Andrew W. Siefert
Cardiovascular Mechanics, Heart Valve Mechanics, Ischemic Mitral Regurgitation, Heart Valve Repair, Cardiovascular Imaging
2009 M.S. Mechanical Engineering Michigan State University 2007 B.S. Mechanical Engineering, Michigan State University
Chronic Ischemic Mitral Regurgitation (IMR) can be defined as Mitral Regurgitation (MR) occurring as a result of chronic myocardial ischemia in the absence of any structural damage to the mitral valve. IMR results from post infarction Left Ventricular (LV) remodeling with subsequent papillary muscle displacement, annular dilatation, leaflet tethering, and malcopatation. In the United States, IMR is a large clinical burden with an estimated prevalence of 1.6 to 2.8 million patients.
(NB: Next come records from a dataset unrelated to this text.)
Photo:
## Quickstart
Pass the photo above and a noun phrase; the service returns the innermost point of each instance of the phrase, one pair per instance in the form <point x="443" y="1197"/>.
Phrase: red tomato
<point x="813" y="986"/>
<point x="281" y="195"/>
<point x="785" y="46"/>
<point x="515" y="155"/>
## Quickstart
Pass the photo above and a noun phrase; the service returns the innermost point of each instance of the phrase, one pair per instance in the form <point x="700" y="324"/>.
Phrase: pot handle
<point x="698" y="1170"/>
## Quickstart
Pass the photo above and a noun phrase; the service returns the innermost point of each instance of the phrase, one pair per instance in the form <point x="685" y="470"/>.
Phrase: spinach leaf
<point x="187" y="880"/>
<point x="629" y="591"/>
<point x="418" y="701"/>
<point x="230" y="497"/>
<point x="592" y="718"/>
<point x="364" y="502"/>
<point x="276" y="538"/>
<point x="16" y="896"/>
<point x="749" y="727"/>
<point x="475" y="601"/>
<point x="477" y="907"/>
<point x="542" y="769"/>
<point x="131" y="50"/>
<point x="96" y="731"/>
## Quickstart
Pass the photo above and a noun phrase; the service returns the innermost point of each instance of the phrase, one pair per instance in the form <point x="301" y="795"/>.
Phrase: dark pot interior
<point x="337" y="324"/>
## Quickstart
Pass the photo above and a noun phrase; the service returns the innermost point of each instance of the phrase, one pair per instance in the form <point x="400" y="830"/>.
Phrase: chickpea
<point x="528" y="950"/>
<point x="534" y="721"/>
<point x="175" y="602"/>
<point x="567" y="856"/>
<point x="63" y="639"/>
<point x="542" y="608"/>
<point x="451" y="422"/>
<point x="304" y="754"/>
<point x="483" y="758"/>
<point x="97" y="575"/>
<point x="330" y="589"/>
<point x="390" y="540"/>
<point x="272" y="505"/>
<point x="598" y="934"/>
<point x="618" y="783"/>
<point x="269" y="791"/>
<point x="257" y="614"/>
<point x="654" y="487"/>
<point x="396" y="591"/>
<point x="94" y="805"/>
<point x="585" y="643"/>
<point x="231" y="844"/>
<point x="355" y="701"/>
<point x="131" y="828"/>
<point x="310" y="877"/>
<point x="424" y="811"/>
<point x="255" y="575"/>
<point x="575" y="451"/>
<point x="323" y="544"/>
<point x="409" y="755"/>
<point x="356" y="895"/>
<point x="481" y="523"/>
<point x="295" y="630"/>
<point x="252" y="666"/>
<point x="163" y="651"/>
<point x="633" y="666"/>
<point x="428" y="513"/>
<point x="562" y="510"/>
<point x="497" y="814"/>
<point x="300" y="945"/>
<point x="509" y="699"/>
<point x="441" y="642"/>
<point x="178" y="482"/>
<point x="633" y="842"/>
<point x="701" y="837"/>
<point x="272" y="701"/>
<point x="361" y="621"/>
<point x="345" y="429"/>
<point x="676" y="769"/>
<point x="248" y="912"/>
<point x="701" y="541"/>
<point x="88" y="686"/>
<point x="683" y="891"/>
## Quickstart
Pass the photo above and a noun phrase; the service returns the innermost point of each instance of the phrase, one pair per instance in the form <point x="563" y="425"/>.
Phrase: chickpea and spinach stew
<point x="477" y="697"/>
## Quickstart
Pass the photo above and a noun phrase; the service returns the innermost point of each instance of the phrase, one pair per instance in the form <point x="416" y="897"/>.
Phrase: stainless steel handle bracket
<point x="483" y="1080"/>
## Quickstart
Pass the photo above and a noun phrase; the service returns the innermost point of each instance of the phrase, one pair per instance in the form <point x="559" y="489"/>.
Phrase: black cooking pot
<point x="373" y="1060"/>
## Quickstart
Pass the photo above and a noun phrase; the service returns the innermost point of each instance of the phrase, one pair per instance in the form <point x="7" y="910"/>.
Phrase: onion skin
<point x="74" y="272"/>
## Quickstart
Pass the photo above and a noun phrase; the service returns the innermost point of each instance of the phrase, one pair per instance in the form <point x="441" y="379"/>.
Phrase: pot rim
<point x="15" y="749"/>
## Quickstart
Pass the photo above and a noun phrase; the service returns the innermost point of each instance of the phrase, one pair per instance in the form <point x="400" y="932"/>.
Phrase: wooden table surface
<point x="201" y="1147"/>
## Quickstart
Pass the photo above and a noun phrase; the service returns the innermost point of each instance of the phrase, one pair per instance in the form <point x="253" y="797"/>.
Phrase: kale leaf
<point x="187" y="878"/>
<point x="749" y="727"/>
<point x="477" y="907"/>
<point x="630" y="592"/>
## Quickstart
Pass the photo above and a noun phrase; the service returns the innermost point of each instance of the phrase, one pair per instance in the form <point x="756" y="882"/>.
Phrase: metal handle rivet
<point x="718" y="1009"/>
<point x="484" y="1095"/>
In the past decade, poor survival, low rates of reverse LV remodeling, and recurrent severe IMR have been observed in 10-15% of IMR patients who presented with a severely distended LV and undergo restrictive mitral annuloplasty (RMA). In these patients, the severely or progressively displacing PMs hinder RMA’s ability to sustain coaptation and urges the use of adjunct procedures to directly address subvalvular tethering. Moreover, a growing number of cases suffer from annuloplasty ring dehiscence, which with progressive leaflet tethering, can be exacerbated by undersized mitral annuloplasty. Although several strategies have proposed to improve outcomes by restoring normal valve function, repair durability has been a difficult end point to assess experimentally. To this end, we believe the reduction of forces that can contribute to repair failure is a reasonable surrogate endpoint for repair durability. The central hypothesis of this study is: Determining the forces that exist at the annular and subvalvular levels under normal, chronic IMR, and repair conditions will allow for the design of more durable repairs aimed to reduce chordal-leaflet tethering and annuloplasty ring dehiscence. Measurement and comparison of these forces may aid clinicians in the selection of more robust repair strategies in the management of IMR patients. Furthermore, the reduction of these forces may give allowance for the progressive nature of IMR and retard the recurrence of mitral regurgitation.